The guy in 209 is masturbating with the door cracked again
Why is everyone in the bowling alley looking at me like i'm a prostitute just because I have bunny ears on?
Now one day I will be able to tell my children how a drag queen in a gay bar told mommy that bin laden was dead
So I'm seriously not complaining - but I just fell ass backwards into a Tuesday night threesome. Sober
Restaurants Roasting People Who Gave Them Negative Yelp Reviews (25 Pics)
Yeah I made some freshmen feed me oddles of noodles and I passed out
Ripped lines in the bathroom before my presentation.. Got bonus marks for my enthusiasm.. This is why I love drugs
He's a cat fanatic .. That was not in the fine print when we started fucking
I also turned off the Anchorman DVD start menu before cause I didn't want Will Ferrel watching me lose my virginity.

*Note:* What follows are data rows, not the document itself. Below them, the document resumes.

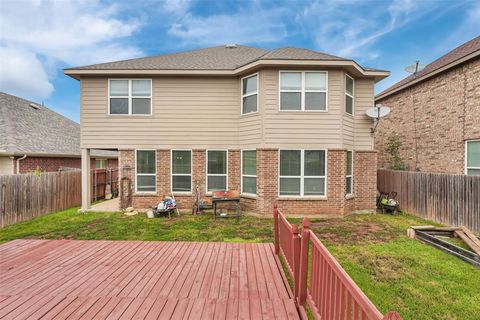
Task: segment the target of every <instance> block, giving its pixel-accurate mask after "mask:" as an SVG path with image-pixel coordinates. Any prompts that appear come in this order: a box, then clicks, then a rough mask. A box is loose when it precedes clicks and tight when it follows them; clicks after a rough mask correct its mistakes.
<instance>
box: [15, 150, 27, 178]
mask: <svg viewBox="0 0 480 320" xmlns="http://www.w3.org/2000/svg"><path fill="white" fill-rule="evenodd" d="M26 157H27V155H26V154H24V155H23V157H21V158H18V159H17V174H19V173H20V161H21V160H24V159H25V158H26Z"/></svg>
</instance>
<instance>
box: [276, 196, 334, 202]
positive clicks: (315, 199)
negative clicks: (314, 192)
mask: <svg viewBox="0 0 480 320" xmlns="http://www.w3.org/2000/svg"><path fill="white" fill-rule="evenodd" d="M289 200H295V201H312V200H319V201H326V200H328V197H327V196H318V197H312V196H309V197H308V196H307V197H302V196H293V197H290V196H279V197H278V198H277V201H289Z"/></svg>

You ruined me. I can't stop referring to everything outside as the "no-walls" ever since you showed me that video while I was tripping balls. My speech may be permanently altered for the rest of earth spins
Woman Posts Harassing DMs From Creep Online, Now He’s Upset Because People Told His Mom
I solemnly swear I will not get your boyfriend puke in public drunk again
It was like the icing on a beautiful fuck boy cake.
sorry for running off in the middle of that heart to heart. free food.
When you trip so hard that you can see your friends thoughts through their pupils.
I don't want too, lol. I'm currently awaiting my next period like its the second coming of christ
I almost suffocated in that mask but she kept calling me Jeremy so I kept it on.